The push to produce a robotic intelligence that can fully leverage the wide breadth of movements opened up by bipedal humanoid design has been a key topic for researchers. The use of generative AI in robotics has been a white-hot subject recently, as well. New research out of MIT points to how the latter might profoundly affect the former.
One of the biggest challenges on the road to general-purpose systems is training. We have a solid grasp on best practices for training humans how to do different jobs. The approaches to robotics, while promising, are fragmented. There are a lot of promising methods, including reinforcement and imitation learning, but future solutions will likely involve combinations of these methods, augmented by generative AI models.
One of the prime use cases suggested by the MIT team is the ability to collate relevant information from these small, task-specific datasets. The method has been dubbed policy composition (PoCo). Tasks include useful robot actions like pounding in a nail and flipping things with a spatula.

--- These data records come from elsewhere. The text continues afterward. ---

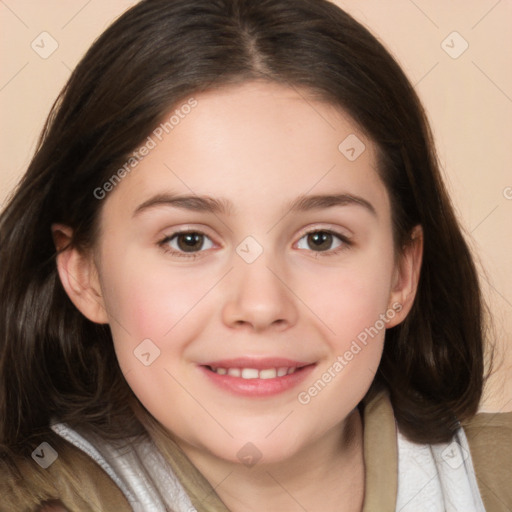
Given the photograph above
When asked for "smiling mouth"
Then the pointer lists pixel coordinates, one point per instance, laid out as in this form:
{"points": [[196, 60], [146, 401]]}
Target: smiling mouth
{"points": [[257, 377]]}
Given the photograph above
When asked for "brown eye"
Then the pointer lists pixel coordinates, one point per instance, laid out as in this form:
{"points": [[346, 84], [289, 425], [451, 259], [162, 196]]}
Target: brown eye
{"points": [[188, 242]]}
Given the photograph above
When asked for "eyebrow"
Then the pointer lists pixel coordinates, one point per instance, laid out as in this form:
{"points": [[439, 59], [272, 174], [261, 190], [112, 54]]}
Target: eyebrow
{"points": [[225, 206]]}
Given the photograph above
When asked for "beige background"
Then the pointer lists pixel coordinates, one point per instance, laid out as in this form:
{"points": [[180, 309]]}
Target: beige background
{"points": [[468, 99]]}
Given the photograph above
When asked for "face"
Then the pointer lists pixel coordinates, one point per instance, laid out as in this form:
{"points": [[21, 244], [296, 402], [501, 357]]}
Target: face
{"points": [[247, 270]]}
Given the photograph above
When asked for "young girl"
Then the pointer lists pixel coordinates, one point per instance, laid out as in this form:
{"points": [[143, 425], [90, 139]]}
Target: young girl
{"points": [[232, 280]]}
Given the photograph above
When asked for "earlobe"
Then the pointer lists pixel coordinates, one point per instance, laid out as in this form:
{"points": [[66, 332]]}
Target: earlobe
{"points": [[79, 276], [407, 275]]}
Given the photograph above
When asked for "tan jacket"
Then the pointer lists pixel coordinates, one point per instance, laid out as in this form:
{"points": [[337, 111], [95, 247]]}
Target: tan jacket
{"points": [[81, 485]]}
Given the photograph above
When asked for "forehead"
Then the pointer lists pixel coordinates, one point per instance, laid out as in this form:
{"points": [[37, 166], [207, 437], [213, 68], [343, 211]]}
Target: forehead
{"points": [[255, 143]]}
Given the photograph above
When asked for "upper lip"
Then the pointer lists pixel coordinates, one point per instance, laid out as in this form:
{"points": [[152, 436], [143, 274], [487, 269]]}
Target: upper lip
{"points": [[256, 363]]}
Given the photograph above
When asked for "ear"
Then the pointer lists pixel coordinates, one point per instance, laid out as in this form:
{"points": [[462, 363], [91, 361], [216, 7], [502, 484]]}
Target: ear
{"points": [[79, 276], [406, 277]]}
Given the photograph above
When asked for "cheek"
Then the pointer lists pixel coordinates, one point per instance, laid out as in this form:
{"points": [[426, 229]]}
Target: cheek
{"points": [[149, 298]]}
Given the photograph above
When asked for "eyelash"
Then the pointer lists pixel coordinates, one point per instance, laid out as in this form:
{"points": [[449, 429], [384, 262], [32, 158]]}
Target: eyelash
{"points": [[345, 243]]}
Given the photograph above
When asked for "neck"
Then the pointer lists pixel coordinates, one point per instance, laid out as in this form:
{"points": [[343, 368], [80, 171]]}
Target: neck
{"points": [[332, 468]]}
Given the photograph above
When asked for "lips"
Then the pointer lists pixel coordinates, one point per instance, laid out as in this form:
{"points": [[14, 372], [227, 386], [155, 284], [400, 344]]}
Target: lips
{"points": [[257, 377]]}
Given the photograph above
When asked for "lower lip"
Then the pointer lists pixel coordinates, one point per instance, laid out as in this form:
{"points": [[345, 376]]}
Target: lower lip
{"points": [[258, 387]]}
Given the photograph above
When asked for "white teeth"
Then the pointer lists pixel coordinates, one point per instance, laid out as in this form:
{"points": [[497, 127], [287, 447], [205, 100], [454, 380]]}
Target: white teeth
{"points": [[271, 373], [253, 373], [249, 373]]}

“[Researchers] train a separate diffusion model to learn a strategy, or policy, for completing one task using one specific dataset,” the school notes. “Then they combine the policies learned by the diffusion models into a general policy that enables a robot to perform multiple tasks in various settings.”
Per MIT, the incorporation of diffusion models improved task performance by 20%. That includes the ability to execute tasks that require multiple tools, as well as learning/adapting to unfamiliar tasks. The system is able to combine pertinent information from different datasets into a chain of actions required to execute a task.
“One of the benefits of this approach is that we can combine policies to get the best of both worlds,” says the paper’s lead author, Lirui Wang. “For instance, a policy trained on real-world data might be able to achieve more dexterity, while a policy trained on simulation might be able to achieve more generalization.”
The goal of this specific work is the creation of intelligence systems that allow robots to swap different tools to perform different tasks. The proliferation of multi-purpose systems would take the industry a step closer to general-purpose dream.